We’re excited to announce four lead artists selected to develop new work in this year’s Resonance programme for minority ethnic music-makers, supported by PRS Foundation’s Talent Development Partnership.
Raised in Handsworth, Birmingham and now based in Leeds, Azizi is an accompanist at Northern School of Contemporary Dance. During his Resonance residency he will develop his multidisciplinary piece, Body Clock, which employs the body as an instrument to compose and perform music as well as to dance, using rhythmic techniques and technology in the form of microphones placed around and underneath the performance space. He will collaborate with NSCD alumni Akeim Toussaint Buck and Chris Radford, with costumes by Jamaican-born, Chapeltown-based seamstress Audrey Mae.
“During these challenging and turbulent times for the arts, it’s vital for us to maintain our sense of creativity”, says Azizi. “I’m grateful for this opportunity to collaborate and share knowledge and skills with some truly talented artists.”
Vocalist, composer and Artistic Director of the Dewsbury-based South Asian arts organisation Manasamitra, Supriya will work with the distinctive and rich tradition of Tamil poetry and music, a heritage that she shares with Sri Lankan-born poet and translator Shash Trevett.
“With COVID disrupting our routine as artists and changing the way we work, Shash and I have had many discussions about going back to our cultural roots and exploring our identities through art”, says Supriya. “We will use the Resonance residency to create four new musical works based on the ancient South Indian Tamil poetic metre, the Yappu.”
José Guillermo Puello
A composer from the Dominican Republic now based in Manchester, José will explore the process of constructing an identity through music, soundscapes and performance. He will work with poet and playwright Zodwa Nyoni, winner of Channel 4 Playwrights’ Scheme and former Artist in Residence at Leeds Playhouse, and Isobel Algar, who performs as a clown under the name Miserabel.
“With so much talent and so many great ideas, competition for any artistic opportunity is fierce”, says José. “I was surprised, and obviously delighted, to find out that I had been selected for Resonance 2021. Identity has always been a part of my compositional practice and the idea for Persona has been simmering for a couple of years. It’s great to have the time and space to explore different ideas and reflect how the concept of identity has evolved since we first conceived this project.”

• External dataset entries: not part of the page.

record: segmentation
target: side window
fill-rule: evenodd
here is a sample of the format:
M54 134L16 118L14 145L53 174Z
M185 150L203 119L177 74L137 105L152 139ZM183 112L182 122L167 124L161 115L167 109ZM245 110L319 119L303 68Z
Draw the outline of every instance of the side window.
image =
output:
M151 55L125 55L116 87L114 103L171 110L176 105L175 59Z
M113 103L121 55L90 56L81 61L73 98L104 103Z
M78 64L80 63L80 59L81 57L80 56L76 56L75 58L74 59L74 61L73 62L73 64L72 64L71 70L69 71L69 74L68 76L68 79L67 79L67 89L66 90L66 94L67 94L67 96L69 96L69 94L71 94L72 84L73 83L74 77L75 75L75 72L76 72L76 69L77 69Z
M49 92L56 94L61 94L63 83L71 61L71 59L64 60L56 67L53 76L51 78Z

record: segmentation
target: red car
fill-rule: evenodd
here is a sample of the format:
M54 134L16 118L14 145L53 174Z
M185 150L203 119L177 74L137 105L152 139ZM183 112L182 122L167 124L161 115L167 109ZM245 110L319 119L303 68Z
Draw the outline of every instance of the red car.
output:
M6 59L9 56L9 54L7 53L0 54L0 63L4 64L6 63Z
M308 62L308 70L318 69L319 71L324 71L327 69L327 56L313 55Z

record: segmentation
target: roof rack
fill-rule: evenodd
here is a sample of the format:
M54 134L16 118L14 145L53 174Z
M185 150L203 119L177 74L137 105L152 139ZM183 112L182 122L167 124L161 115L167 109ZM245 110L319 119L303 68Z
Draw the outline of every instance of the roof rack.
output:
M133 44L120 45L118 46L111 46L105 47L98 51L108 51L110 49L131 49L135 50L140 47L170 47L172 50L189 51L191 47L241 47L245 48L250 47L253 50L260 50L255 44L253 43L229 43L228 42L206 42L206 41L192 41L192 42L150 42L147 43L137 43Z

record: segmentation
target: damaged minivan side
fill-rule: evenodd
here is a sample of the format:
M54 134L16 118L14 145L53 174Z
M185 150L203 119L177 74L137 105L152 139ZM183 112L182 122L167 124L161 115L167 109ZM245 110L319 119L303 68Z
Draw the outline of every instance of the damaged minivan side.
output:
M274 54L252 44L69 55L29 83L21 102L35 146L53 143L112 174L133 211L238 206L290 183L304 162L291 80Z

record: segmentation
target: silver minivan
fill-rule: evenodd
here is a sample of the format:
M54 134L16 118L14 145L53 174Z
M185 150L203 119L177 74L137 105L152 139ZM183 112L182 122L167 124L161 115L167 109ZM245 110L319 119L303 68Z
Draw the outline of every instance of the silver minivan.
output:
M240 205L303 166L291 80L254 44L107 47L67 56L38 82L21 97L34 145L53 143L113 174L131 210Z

The Manchester-based writer, performance artist and producer will work with singer Yvonne Shelton and musician, sound designer and poet Xana to develop the musical component of her new play, which has been commissioned by Eclipse Theatre, York Theatre Royal and Pilot Theatre.

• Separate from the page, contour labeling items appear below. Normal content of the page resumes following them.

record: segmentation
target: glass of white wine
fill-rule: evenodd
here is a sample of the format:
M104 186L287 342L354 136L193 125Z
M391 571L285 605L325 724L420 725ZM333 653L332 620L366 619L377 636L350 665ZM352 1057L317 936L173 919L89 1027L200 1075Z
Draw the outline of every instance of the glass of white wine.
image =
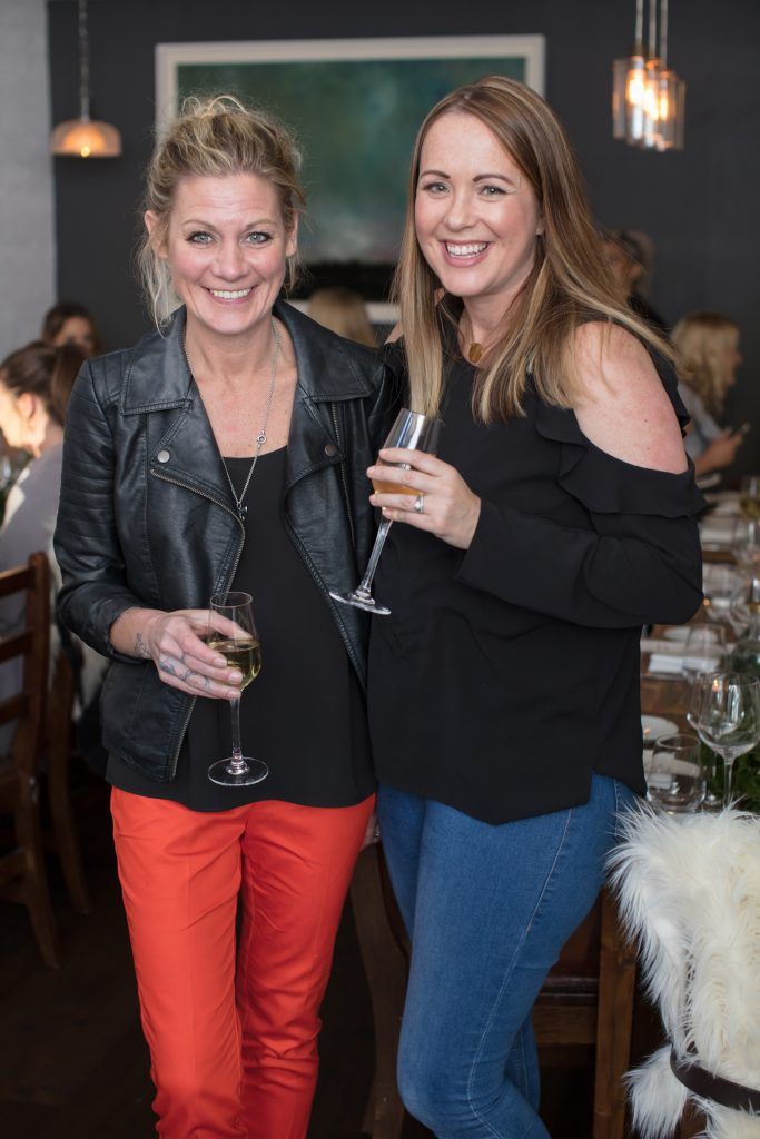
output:
M250 593L214 593L209 603L212 614L223 617L223 622L209 623L209 647L221 653L231 669L243 674L240 690L255 680L261 672L261 644L253 620ZM226 760L216 760L209 768L209 778L222 787L248 787L261 782L269 775L262 760L252 760L243 754L240 744L240 697L230 700L232 714L232 754Z
M420 411L410 411L408 408L402 408L383 446L404 446L412 451L425 451L427 454L435 454L442 426L440 419L424 416ZM403 466L403 464L400 464L400 466ZM417 491L410 486L399 486L395 483L384 483L379 480L373 485L375 492L378 494L412 494L415 498L417 497ZM349 593L337 593L330 590L332 598L336 601L342 601L343 605L353 605L358 609L366 609L367 613L375 613L382 617L390 614L391 611L387 606L376 601L371 592L375 570L377 568L377 563L383 552L390 528L391 521L383 518L377 528L377 536L375 538L373 551L369 555L367 570L357 588L352 589Z

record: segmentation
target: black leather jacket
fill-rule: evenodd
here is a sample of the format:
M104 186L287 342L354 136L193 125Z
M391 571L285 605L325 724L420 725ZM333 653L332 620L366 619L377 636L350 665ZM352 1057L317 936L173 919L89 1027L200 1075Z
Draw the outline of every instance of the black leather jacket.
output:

“The Bell Curves looks at the ethics of DNA hacking technology”, Keisha explains. “It juggles big themes like religion, politics, scientific experimentation and how that interacts with the Afro-Caribbean, LGBTQ+ and disabled communities. I want to use sound and song to communicate the emotional elements of the story. I want to know what happens when you put gospel song, scientific language and field recordings into a petri-dish. How will it grow?”
The four lead artists will receive a week of free rehearsal space in central Leeds, a grant of up to £3,500 to cover fees for those involved and other costs, and support and advice from technicians, producers and other specialists. There are also options for a short film to document the project, and a work in progress performance or live stream.
The Resonance programme has been supported by PRS Foundation’s Talent Development Partner Network since its inception.
We are grateful to the Leche Trust for additional support for the 2021 programme.